Building ETL pipelines with Orbital
Deprecated
Pipelines are gradually being replaced by streaming queries.
The pipeline syntax is still supported, but we aim to migrate functionality to streaming queries.For workloads that are oriented around streaming data (such as reading from Kafka), use a streaming query instead.
Overview
Where queries in Orbital are a great for on-demand data transformation, Pipelines provide continuously streaming data between source and destination, using Orbital to transform data along the way.
Pipelines work by reading content from a source, transforming using Orbital, then writing to a Sink.

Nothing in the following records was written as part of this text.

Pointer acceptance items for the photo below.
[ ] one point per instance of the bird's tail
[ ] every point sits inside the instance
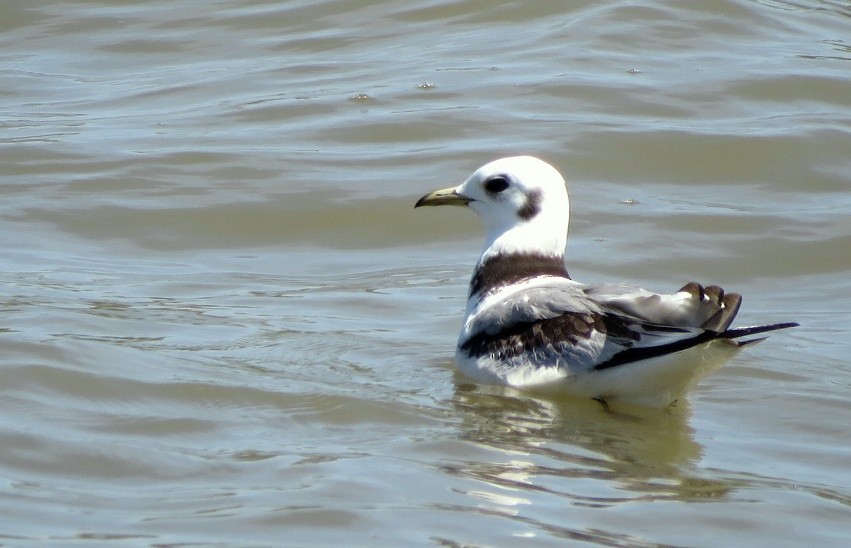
(753, 330)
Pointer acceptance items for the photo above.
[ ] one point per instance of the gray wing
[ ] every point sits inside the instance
(564, 323)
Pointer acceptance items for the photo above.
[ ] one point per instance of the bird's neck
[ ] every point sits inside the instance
(495, 271)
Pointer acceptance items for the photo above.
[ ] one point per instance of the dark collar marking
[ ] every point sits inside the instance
(502, 270)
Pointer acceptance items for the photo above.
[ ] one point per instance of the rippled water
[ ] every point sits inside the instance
(222, 321)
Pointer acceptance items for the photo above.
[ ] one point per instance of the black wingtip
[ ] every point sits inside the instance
(756, 329)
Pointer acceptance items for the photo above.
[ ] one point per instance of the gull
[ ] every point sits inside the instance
(529, 325)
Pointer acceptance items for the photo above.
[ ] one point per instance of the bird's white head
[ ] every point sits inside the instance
(523, 204)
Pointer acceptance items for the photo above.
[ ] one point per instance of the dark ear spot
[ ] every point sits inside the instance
(531, 207)
(496, 184)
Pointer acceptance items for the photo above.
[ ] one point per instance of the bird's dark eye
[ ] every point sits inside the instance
(496, 184)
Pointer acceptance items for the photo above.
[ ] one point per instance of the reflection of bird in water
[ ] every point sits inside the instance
(572, 448)
(529, 325)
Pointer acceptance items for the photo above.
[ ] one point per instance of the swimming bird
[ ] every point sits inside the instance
(529, 325)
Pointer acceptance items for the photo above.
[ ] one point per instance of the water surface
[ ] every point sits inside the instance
(221, 320)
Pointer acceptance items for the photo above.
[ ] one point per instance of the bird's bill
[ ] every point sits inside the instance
(446, 196)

Pipelines can be defined either in a config file, or using the UI.
Starting Pipeline Engine
The pipeline engine ships as a separate docker image.
A typical docker-compose config looks as follows:
version: "3.3"
services:
## Other services omitted
pipeline-engine:
image: orbitalhq/pipeline:latest
Creating a pipeline
Pipelines are created and stored as a series of HOCON files, within a Taxi project.
name: com.demo/pipelines
version: 0.1.0
sourceRoot: src/
additionalSources: {
"@orbital/config" : "orbital/config/*.conf",
"@orbital/pipelines" : "pipelines/*.conf"
}
Pipelines are defined as an Input (transport + spec) and one or more Outputs (transport + spec), with Orbital handling the transformation and enrichment.

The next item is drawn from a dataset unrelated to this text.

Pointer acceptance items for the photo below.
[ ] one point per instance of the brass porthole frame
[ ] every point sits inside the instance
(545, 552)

// An example pipeline, which watches a local directory for new files.
// For each file, an integration is performed using a transformation,
// and then written to a db
pipelines: [{
"name": "Filewatcher to db",
"id" : "file-watch",
"input": {
"type": "fileWatcher",
"direction": "INPUT",
"typeName" : "Film",
"path" : ${config.pipelines.watchedPath}
},
"transformation" : """
find { Films } as {
title: FilmTitle
director: DirectorName
imdbId: ImdbId
duration: DurationMillis? = first(TrackObject[]) as DurationMillis
}
""",
"outputs": [{
"type": "jdbc",
"direction": "OUTPUT",
"connection": "films",
"tableName": "Films"
}]
}]
Pipelines listen on the input, and as messages arrive they are passed to Orbital to transform to the output models.
The data is transformed, and Orbital’s query engine is used to enrich and populate any missing data.
Although all pipelines are persisted as json files, they can be created either through the UI, or authored as json directly.
Creating a pipeline through configuration
Pipelines are authored and stored in json files, with a file per pipeline.
Files should adhere to the pipeline spec, which has its own dedicated reference documentation.